The periodic table has been extended, with the announcement of the confirmation of the yet to be named element 117.Element 117 has been produced in such small quantities that it's not easy to study, and it's certainly not about to change the world with widespread use. Still, this is pretty damn cool.
In 2010 a US Russian collaboration announced they had produced atoms of an element with 117 protons, filling a gap that appeared when 118 was made four years earlier. However, International Union of Pure and Applied Chemistry (IUPAC) insists on corroboration by two independent teams before it allows new elements to be added to the Periodic Table, although a temporary name of Ununseptium is in use until confirmation has been made. It has taken four years, but this appears to have finally arrived.

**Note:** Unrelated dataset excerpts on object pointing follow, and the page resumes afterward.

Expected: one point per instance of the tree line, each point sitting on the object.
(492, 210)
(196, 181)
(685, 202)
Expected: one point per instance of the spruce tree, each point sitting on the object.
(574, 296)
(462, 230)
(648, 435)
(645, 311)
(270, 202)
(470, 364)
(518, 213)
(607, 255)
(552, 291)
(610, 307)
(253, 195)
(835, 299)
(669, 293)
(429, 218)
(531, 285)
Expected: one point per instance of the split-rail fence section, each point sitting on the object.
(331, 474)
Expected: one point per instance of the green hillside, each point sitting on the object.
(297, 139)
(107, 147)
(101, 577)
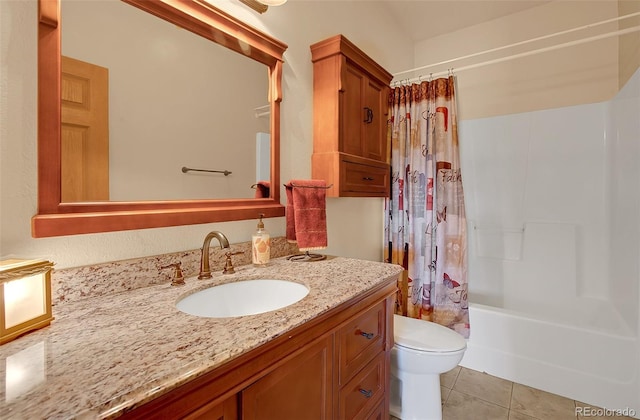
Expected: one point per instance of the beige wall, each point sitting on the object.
(629, 53)
(581, 74)
(355, 225)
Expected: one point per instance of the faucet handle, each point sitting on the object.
(228, 265)
(178, 277)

"Making element 117 is at the absolute boundary of what is possible right now," says Professor David Hinde of the Australian National University, one of the authors of a paper published today in Physics Review Letters. "That's why it's a triumph to create and identify even a few of these atoms."
Hinde was part of a team at the GSI laboratory in Germany who fused calcium 48 and berkelium 249. This is not easy, because berkelium 249 is both hard to produce in substantial quantities and has a half life of 320 days...

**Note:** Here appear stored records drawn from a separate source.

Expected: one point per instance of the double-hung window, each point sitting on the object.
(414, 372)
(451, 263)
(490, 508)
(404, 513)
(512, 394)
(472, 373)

In general large atoms have shorter half lives, that is decay more quickly through radiation, as their masses become greater. However, what are know as islands of stability exist, and the authors believe the one hour half life of 270Db "marks an important step towards the observation of even more long-lived nuclei of superheavy elements located on an 'island of stability.'"
...Element 117 is the most recent of six elements first announced by the Joint Institute for Nuclear Research in Russia. Of these 113, 115, and 118 remain unconfirmed, although claims have been made for the first two.